Canvassing the Current and New Accessibility Issues Arising from 911’s Transition to NG911

(by Sanam Analouei, Colorado Law 2L)

As the United States embarks on the ambitious journey to transform its emergency service infrastructure with Next Generation 911 (NG911), I developed a white paper delving into the pressing accessibility concerns surrounding this life-saving system, especially for people who are Deaf, Hard of Hearing, or Deaf Blind (D/HH, or DB). The white paper explores the promises and pitfalls of NG911, revealing a landscape fraught with unresolved issues that could leave people in the D/HH or DB community struggling to access vital emergency services. The paper is divided into two sections: pre and on-call issues and post-call concerns.

Part I explores the historical interaction people who are D/HH and DB have had with 911 services, from the early days of Teletypewriters (TTY) and Video Conferencing Services (VRS) to the nascent potential of Direct Video Conferencing (DVC). Despite the technological advancements under NG911, the paper sheds light on the many challenges that lie ahead, including funding difficulties, data storage concerns, and the generational divide in accessibility technologies. Additionally, DOJ regulations and policies (or lack of) concerning 911 accessibility are also examined, revealing a system that has yet to catch up with the needs of the D/HH or DB community.

Part II delves into the aftermath of 911 calls made by people who are D/HH or DB. The paper unveils the privacy minefield associated with the collection of video recordings and other 911 data, and the inconsistencies in state laws governing access to 911 records. This section also delves into the special interests of people who are D/HH or DB have in accessing 911 video conferencing calls, records, and transcripts to evaluate emergency service responses. 

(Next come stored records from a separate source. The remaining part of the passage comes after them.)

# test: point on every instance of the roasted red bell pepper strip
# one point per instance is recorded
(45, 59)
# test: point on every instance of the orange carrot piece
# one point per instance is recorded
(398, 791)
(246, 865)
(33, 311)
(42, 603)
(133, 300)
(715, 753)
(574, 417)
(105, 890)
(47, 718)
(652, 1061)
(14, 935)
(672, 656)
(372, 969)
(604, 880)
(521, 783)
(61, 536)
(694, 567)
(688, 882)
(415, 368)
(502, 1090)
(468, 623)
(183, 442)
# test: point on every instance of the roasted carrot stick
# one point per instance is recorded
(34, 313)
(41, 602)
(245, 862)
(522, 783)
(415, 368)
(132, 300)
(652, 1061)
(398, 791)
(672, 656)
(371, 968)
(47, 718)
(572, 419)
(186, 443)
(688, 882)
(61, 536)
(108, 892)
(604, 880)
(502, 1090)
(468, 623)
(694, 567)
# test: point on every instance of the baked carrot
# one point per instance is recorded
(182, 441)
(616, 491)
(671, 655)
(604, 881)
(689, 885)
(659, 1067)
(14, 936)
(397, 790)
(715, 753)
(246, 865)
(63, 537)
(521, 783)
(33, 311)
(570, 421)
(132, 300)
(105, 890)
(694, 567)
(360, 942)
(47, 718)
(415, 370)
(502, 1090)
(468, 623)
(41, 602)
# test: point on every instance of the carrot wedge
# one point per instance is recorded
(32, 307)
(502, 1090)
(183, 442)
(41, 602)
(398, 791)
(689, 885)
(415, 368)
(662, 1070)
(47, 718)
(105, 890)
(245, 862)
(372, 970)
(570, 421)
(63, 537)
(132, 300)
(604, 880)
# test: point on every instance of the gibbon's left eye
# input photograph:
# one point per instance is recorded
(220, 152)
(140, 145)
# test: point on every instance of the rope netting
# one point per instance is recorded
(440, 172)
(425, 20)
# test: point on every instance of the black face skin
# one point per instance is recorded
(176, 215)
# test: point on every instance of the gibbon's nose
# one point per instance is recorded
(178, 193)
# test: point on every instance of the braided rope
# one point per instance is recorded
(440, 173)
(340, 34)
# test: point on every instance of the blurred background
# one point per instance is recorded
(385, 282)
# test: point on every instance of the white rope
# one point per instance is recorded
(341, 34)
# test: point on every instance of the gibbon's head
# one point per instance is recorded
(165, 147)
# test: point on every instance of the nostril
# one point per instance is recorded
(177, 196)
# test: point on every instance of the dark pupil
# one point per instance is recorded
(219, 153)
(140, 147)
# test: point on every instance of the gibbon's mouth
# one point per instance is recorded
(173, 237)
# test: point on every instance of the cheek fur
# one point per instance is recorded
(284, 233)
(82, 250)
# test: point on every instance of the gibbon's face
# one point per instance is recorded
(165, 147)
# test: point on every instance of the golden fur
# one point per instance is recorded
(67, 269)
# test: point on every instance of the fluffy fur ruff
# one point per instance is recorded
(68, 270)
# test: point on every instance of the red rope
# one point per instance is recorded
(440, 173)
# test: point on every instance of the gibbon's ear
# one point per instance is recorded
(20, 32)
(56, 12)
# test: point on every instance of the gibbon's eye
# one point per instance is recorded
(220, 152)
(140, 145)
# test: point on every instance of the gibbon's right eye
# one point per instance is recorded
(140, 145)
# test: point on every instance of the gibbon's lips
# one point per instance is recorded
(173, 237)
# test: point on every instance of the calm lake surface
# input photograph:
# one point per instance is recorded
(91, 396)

In conclusion, while NG911 promises a new era of emergency communication, our investigation reveals a multitude of unresolved challenges that threaten 911 access for all, especially for people who are in the D/HH or DB community. Although the goal of his paper is to provide a landscape of the current issues concerning 911/NG911, the paper calls for a more concerted effort by the DOJ, Congress, and local and state governments to address these issues and ensure that life-saving 911 services are accessible and equitable for all.